Tüm bu yeni faktörler, ABD'nin uluslararası sistemdeki rolüyle ilgili tartışmayı daha da önemli kılıyor. Dünyaya ve uluslararası sisteme dair stratejilerin olmayışı, gittikçe artan tutarsızlıklar ve eylem eksikliği, ABD'nin dünyadaki rolünü ciddi ölçüde zorlaştırıyor. Bu durum, Stratejik ve Uluslararası Araştırmalar Merkezi'nin (CSIS) yakın zamanda yayınladığı Küresel Tahminler-2016 başlıklı raporda çeşitli uzmanlar tarafından ayrıntılı biçimde ele alınıyor. Rapora katkı verenlerden biri olan Michael J. Greene, "ABD'nin her yerde savunma durumunda olduğu görülüyor" diye yazmış. Mevcut duruma ilişkin bu karamsar görüşe ek olarak, ABD'nin dünya çapındaki liderliğinin geleceğine dair büyük bir kötümserlik de gözleniyor. James A Lewis'in kaleme aldığı analiz yazısında şöyle deniyor: "ABD'nin nüfuzunun Vietnam'da uğradığı hasarın giderilmesi neredeyse on yıl almıştı. Bu kez işimiz daha da zor olacak. ABD 1975'te takatsiz tek bir rakiple karşı karşıya idi. Avrupalı liderler Sovyetler Birliği'ne karşı ABD'nin desteğine ihtiyaç duyuyordu. Çin ve gelişmekte olan dünyanın diğer büyük ülkeleri henüz güçlenmemişti." Lewis'e göre ABD'nin karşılaştığı meydan okuma şundan kaynaklanıyor: "ABD Kongresi'ni felç eden siyasi kargaşa, anayasa krizi nitelemesini hak edecek bir düzeye ulaştı. Bu siyasi krize ek olarak, dış politikaya yön veren "siyasi seçkinler" de entelektüel açıdan zayıf. İdeolojik temelli siyaset ve anlamsız akademik tartışmalar, bu zayıflığı daha da vahim hale getiriyor."

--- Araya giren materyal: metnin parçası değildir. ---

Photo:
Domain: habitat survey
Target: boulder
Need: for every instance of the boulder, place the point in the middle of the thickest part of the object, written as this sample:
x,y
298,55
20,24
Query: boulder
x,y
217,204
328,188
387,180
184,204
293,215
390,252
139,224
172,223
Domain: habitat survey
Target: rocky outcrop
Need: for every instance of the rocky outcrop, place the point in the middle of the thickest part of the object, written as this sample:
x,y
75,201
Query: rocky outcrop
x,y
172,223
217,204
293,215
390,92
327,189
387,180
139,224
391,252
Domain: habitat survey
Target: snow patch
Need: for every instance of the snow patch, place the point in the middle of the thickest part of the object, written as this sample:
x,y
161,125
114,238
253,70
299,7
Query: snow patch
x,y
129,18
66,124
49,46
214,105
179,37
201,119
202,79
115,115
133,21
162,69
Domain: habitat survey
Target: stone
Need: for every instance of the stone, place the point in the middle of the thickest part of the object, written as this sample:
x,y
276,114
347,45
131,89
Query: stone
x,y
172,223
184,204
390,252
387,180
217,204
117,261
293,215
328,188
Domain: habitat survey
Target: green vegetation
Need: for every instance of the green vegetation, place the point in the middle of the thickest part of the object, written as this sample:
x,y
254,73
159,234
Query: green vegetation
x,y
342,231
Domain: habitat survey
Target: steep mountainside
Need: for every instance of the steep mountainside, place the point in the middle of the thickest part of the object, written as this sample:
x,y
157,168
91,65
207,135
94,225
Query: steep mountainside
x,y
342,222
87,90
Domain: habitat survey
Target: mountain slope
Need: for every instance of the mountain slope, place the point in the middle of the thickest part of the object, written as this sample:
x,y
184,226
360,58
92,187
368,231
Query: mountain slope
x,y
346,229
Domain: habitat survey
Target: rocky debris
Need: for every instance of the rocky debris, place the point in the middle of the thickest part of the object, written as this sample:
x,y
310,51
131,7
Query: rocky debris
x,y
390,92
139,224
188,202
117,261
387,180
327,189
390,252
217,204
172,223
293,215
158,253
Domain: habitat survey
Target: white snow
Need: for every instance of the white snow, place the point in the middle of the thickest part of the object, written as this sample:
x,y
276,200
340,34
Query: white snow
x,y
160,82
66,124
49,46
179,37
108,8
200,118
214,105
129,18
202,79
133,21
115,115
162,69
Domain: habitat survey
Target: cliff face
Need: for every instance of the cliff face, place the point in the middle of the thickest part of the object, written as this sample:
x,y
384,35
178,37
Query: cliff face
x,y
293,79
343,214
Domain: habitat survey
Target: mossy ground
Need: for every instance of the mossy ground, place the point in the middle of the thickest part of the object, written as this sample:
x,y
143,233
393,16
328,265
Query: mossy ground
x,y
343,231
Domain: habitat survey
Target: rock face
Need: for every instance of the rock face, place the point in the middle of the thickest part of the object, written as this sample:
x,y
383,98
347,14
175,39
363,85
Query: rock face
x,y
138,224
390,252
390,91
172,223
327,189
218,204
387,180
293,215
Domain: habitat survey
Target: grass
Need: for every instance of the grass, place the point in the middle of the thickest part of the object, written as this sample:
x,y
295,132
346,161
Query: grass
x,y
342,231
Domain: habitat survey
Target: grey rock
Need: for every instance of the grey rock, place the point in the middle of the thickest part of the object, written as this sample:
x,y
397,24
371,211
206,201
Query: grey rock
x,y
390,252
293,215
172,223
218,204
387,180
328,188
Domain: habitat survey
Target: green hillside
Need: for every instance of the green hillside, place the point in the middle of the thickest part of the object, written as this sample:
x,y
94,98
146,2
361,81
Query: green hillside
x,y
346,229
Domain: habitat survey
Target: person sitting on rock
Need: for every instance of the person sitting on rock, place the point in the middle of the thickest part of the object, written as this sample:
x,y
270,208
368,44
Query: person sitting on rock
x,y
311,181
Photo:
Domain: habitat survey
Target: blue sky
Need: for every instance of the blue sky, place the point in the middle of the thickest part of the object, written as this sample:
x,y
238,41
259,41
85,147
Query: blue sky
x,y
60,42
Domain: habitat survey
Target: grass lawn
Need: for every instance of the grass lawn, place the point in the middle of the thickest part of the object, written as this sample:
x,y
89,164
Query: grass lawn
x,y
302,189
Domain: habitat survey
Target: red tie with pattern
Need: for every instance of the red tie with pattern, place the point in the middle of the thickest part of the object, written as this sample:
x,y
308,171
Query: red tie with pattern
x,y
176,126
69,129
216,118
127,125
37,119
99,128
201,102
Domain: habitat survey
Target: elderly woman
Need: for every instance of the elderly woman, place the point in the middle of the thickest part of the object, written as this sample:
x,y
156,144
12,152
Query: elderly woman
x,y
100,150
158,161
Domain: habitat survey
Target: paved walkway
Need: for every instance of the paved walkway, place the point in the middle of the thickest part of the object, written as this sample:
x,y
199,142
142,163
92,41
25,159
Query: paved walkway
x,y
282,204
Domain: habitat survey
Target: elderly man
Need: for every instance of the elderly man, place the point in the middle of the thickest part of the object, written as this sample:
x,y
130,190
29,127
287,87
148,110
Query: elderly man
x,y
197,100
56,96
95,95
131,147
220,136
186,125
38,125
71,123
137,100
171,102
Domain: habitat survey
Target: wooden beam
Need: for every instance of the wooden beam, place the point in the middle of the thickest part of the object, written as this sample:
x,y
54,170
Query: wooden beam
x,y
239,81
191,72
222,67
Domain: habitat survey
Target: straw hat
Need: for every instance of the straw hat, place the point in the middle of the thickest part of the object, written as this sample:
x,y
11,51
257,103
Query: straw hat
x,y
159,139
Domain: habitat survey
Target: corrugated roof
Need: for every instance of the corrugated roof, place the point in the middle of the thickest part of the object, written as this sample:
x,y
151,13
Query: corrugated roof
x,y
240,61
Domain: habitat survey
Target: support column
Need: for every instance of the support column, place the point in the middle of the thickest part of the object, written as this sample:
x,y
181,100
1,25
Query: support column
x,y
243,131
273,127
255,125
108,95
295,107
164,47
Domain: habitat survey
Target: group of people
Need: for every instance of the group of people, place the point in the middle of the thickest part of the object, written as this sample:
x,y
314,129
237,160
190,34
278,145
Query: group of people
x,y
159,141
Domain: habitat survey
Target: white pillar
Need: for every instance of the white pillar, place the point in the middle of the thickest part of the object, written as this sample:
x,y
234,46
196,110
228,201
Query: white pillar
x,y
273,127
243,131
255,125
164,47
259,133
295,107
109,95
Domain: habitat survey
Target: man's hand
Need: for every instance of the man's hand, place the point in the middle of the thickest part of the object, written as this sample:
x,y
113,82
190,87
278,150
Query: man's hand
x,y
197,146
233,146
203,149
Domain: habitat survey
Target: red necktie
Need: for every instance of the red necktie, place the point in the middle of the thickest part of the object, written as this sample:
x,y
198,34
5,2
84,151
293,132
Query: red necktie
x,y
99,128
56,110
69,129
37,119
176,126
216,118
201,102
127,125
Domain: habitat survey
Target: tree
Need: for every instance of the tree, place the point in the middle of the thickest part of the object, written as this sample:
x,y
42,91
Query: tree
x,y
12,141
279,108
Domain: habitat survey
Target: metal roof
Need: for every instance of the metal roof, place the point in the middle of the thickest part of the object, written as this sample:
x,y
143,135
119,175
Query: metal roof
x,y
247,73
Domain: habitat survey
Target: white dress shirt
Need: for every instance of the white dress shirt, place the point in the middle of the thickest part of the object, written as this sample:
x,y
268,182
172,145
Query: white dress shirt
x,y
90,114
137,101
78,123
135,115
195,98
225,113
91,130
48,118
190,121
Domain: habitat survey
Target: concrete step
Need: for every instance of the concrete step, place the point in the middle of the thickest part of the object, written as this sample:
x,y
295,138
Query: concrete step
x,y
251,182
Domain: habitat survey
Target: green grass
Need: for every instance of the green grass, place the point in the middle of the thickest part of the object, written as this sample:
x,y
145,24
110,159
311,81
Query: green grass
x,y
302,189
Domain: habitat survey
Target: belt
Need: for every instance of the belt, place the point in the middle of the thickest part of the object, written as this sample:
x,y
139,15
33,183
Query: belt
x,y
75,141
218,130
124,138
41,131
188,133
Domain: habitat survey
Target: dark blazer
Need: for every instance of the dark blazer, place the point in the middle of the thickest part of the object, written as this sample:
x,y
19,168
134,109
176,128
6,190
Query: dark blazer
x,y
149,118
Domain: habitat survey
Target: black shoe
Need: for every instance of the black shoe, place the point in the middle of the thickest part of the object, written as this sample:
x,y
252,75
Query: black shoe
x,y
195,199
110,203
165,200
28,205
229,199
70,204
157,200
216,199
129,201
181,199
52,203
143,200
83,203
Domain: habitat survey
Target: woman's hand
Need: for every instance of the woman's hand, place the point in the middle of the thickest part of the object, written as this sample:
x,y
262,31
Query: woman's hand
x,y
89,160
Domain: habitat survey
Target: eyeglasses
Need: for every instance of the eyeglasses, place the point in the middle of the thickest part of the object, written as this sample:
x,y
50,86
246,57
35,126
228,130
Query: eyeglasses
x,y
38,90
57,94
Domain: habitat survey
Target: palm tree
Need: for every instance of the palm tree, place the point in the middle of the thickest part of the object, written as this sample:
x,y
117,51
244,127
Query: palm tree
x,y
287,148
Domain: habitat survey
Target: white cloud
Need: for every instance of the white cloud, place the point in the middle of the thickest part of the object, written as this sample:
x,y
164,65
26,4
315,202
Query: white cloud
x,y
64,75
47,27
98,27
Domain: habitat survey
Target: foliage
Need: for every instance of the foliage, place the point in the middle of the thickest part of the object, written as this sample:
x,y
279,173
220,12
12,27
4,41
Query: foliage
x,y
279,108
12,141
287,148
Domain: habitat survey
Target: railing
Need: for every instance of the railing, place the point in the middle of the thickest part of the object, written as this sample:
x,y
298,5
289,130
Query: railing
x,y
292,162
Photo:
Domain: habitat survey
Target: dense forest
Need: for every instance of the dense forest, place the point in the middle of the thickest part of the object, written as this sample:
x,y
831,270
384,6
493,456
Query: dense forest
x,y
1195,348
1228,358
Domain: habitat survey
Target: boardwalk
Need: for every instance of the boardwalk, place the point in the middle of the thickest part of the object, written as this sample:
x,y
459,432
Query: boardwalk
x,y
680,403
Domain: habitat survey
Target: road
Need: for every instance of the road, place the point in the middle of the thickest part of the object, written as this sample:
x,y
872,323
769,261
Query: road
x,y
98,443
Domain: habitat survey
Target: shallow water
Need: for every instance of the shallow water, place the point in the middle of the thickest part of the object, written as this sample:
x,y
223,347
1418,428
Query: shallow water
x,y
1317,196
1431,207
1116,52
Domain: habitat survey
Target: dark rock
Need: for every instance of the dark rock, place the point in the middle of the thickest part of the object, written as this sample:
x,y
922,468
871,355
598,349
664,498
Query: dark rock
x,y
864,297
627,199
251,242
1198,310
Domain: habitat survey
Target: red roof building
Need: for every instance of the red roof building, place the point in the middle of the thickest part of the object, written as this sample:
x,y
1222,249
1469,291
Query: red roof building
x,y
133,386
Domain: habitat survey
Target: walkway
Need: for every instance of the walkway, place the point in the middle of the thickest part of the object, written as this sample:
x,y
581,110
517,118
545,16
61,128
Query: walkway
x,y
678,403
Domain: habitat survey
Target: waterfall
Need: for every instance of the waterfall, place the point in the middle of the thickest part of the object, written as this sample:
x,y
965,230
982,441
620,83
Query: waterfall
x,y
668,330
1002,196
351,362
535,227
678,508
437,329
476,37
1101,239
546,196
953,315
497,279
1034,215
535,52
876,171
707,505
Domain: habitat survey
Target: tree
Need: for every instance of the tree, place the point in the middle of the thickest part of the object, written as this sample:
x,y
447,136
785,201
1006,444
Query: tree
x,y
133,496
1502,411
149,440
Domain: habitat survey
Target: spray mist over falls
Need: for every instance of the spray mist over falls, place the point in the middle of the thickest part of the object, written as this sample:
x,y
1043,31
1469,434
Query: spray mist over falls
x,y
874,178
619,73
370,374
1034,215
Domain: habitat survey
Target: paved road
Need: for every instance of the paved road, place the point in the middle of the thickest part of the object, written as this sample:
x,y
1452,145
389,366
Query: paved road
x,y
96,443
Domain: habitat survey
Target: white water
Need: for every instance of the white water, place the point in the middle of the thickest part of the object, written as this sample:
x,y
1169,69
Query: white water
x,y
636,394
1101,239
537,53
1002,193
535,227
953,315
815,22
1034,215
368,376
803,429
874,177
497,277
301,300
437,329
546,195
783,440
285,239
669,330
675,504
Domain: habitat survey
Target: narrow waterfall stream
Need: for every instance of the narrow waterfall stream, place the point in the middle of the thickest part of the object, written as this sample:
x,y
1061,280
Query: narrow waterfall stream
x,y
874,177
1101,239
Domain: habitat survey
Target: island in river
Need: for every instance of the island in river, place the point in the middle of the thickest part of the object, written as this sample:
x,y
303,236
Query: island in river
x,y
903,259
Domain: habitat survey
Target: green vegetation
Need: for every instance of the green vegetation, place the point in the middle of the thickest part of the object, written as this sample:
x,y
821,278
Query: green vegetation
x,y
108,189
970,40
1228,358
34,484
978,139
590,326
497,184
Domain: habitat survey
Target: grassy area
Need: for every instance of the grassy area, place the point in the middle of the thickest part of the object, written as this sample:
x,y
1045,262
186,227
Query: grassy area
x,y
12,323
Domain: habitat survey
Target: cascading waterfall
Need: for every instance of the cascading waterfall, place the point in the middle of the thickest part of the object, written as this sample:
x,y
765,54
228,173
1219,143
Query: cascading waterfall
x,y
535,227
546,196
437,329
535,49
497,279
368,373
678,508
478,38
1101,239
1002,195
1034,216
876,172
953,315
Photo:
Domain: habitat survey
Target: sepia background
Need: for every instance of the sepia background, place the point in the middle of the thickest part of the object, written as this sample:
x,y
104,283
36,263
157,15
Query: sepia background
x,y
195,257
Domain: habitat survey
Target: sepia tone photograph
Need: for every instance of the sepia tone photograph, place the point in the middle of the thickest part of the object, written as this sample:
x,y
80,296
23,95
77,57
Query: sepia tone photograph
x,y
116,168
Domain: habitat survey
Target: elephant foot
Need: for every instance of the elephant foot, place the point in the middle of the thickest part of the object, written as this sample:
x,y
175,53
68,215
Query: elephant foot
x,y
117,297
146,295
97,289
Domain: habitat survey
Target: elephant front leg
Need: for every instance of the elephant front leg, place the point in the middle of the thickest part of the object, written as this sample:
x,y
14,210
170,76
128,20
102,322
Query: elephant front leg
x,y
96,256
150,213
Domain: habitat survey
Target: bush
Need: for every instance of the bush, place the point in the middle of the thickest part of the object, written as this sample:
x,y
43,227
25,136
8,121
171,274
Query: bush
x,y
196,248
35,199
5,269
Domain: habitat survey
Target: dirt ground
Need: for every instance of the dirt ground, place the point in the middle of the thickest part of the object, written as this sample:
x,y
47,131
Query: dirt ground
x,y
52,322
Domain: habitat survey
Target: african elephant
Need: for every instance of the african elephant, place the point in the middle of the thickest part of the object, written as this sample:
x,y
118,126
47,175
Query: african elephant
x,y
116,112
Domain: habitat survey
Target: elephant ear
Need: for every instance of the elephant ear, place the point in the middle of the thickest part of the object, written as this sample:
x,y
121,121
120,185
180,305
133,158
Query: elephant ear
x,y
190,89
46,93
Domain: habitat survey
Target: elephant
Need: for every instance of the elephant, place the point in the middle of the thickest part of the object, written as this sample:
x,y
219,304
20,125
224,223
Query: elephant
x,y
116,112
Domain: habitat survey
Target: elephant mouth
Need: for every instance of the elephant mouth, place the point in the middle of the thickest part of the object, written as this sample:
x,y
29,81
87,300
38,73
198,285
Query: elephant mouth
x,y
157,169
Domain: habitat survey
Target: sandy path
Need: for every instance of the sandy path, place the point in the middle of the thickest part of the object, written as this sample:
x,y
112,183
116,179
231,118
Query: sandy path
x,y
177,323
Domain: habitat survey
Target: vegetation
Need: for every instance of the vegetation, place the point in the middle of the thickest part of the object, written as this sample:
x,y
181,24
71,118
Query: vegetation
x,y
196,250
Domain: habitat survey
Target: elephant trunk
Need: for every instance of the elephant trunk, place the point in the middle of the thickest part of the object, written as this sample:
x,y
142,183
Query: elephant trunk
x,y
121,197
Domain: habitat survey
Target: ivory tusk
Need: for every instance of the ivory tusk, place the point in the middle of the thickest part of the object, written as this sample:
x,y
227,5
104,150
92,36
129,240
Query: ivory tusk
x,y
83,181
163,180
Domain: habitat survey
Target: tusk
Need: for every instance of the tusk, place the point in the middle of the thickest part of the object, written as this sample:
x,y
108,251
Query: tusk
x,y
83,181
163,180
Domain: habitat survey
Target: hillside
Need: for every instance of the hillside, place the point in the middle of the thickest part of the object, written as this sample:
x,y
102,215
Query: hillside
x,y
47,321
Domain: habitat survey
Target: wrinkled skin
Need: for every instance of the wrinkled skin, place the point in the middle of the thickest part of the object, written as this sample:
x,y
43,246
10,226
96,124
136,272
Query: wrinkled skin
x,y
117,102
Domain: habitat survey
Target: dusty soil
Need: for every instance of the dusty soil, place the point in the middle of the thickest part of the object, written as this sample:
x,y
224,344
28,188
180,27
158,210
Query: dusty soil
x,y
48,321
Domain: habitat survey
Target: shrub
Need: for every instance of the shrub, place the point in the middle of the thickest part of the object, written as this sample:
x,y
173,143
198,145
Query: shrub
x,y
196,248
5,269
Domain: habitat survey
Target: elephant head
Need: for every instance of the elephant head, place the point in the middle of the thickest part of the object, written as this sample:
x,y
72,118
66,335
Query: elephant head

ABD'nin bir sonraki başkanı, bu yeni zorlukların üstesinden gelmek ve ülkesinin dünyadaki rolüne ilişkin tartışmalara dâhil olmak zorunda kalacak. Başkanın bu büyük tartışmada ve sonradan ortaya çıkacak diğer tartışmalarda belli bir tutum alması gerekecek.